The Six Fireplaces of ‘Jolimont’
Fireplace 4:
Jolimont has six fireplaces. Three were downstairs, in the original Drawing Room, Dining Room and Library. Three were upstairs in the three principal bedrooms. Other rooms were heated with stoves, or merely with the hallway stovepipe running through the room along the ceiling as it made its way to the nearest chimney. After inspecting where these old stovepipes had passed through walls, it is amazing that the house did not burn down in the past!
Upstairs at Jolimont the three bedroom mantelpieces were simpler, and lacked the overmantels of the larger, downstairs fireplaces. The mantelpieces, and indeed all the woodwork upstairs, were originally finished like the downstairs woodwork – clear red cedar, with either varnish or shellac protecting the wood trim. The woodwork had been painted as early as the 1920’s, and was kept painted during the preservation work on the house as it provided a lighter, cleaner look for the bedrooms of a family house.
The wallpaper surrounding the fireplace is William Morris’ St. James’s Damask wallpaper, which he designed in 1881. It is available in three colourways, including this one in ivory on putty, from www.CharlesRupertDesigns.com.
Did the tile shop run out of right-facing faces in 1892? Did they ship the wrong number of tiles? Was the Bainbridge family in a hurry to complete the house? Or did it matter, if the bedroom was only meant for a child? Another unexplainable quirk comes to light!
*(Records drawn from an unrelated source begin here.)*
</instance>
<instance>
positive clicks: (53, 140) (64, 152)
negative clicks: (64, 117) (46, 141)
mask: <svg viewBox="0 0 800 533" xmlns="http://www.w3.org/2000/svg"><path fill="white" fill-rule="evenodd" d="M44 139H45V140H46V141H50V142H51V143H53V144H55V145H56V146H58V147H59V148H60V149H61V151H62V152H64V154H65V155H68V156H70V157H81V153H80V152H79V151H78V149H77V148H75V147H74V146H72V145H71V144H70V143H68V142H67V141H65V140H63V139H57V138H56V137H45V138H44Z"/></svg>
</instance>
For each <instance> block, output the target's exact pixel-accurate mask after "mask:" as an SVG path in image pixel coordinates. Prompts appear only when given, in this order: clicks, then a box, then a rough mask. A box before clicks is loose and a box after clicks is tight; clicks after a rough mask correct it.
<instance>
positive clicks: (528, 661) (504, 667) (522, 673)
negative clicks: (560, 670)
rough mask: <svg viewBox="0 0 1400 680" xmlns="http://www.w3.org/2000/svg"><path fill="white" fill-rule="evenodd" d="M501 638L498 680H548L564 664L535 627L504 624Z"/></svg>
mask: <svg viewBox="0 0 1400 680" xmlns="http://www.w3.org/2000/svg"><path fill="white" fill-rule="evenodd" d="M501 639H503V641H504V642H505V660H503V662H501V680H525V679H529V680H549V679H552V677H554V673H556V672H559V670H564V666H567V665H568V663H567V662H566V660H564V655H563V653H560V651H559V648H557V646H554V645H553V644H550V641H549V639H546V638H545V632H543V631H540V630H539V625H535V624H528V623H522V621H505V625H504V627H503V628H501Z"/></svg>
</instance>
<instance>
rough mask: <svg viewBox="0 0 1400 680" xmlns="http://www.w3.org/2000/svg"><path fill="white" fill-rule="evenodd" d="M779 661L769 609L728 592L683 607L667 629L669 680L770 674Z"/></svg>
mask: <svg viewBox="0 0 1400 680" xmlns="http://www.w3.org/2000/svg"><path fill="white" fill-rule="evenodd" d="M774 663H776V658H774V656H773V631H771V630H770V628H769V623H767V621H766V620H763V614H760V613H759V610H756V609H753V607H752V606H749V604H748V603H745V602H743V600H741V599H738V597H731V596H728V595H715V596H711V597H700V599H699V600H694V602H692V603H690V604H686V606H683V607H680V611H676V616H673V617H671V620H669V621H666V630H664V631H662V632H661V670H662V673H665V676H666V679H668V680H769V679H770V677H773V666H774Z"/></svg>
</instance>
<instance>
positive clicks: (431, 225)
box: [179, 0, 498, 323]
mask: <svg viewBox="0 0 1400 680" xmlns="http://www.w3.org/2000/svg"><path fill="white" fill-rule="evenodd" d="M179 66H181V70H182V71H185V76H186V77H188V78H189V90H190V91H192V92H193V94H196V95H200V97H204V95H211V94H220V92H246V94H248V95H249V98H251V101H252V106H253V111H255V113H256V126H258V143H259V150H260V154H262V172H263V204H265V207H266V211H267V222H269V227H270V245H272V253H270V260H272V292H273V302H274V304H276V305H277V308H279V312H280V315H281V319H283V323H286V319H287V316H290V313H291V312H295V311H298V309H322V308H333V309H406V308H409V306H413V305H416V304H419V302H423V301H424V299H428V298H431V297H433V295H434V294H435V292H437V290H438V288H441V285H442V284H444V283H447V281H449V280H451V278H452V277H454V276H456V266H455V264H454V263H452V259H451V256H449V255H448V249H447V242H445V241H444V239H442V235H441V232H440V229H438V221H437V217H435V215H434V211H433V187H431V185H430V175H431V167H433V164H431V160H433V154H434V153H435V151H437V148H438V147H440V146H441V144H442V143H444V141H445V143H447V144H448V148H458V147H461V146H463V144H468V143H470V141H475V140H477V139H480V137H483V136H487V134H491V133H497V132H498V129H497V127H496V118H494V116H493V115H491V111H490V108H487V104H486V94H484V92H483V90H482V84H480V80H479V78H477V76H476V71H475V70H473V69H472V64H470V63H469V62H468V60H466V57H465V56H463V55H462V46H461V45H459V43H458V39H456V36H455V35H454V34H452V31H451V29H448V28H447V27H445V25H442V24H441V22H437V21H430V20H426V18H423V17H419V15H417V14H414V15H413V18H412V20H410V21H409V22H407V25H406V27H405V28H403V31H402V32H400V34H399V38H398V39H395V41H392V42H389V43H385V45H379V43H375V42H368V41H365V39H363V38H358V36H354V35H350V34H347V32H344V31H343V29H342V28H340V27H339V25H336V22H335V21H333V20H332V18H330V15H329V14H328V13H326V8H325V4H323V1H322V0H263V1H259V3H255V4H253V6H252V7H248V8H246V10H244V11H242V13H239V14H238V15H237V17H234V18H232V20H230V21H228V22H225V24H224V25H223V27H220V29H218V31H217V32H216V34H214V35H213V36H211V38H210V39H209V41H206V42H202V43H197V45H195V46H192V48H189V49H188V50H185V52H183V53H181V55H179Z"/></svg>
Designed to be placed over the fireplace when it is not being used, a “summer front” was designed to be decorative way of preventing drafts from coming down the chimney. They are not to be placed over the fireplace when the fire is burning, as this will cause severe damage to the “summer front”. The golden finish of the “summer front” is the result of the cast iron being given a bronze wash when it was originally made. These finishes are rare to find today, as they can be polished off, and usually have been in their history.
The hearth tiles have been cracked over the years, and have been recently repaired with epoxy putty to fill missing voids and epoxy cement to repair cracks. Some of the damage would have been done many years ago by children dropping the heavy cast iron summer front onto the tiled hearth.
Keeping and repairing the actual tiles, even though they were damaged, was deemed better from a heritage preservation point of view, as they form part of the original history and story of the house.